# LSTM Baseline: Patient Label Prediction

Train a unidirectional LSTM on lagged vital signs from `train_data_lagged.csv` and evaluate ROC AUC on `test_data_lagged.csv`.

**Lags and LSTM**: With LSTM, you have two options for temporal input:
1. **Raw time series** – Create sliding windows of consecutive rows (no explicit lag columns); the LSTM learns from the raw sequence.
2. **Pre-computed lags** (this notebook) – The lagged CSV already encodes a lookback window.

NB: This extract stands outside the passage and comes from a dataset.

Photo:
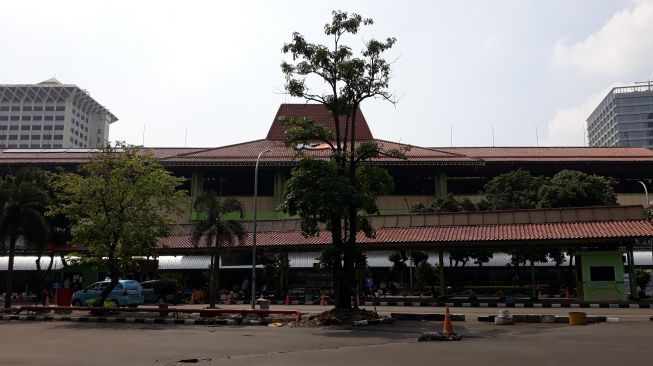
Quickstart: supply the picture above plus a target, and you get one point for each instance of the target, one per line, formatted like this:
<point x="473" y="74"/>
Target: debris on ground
<point x="435" y="336"/>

Each row has `lag6..lag1` and current values per vital. We reshape these into `(timesteps, channels)` so the LSTM receives a sequence of shape `(7, 5)` – 7 time points (oldest→newest) and 5 sensor channels.

## 0. Install Dependencies (run once)

Run the cell below to install required packages.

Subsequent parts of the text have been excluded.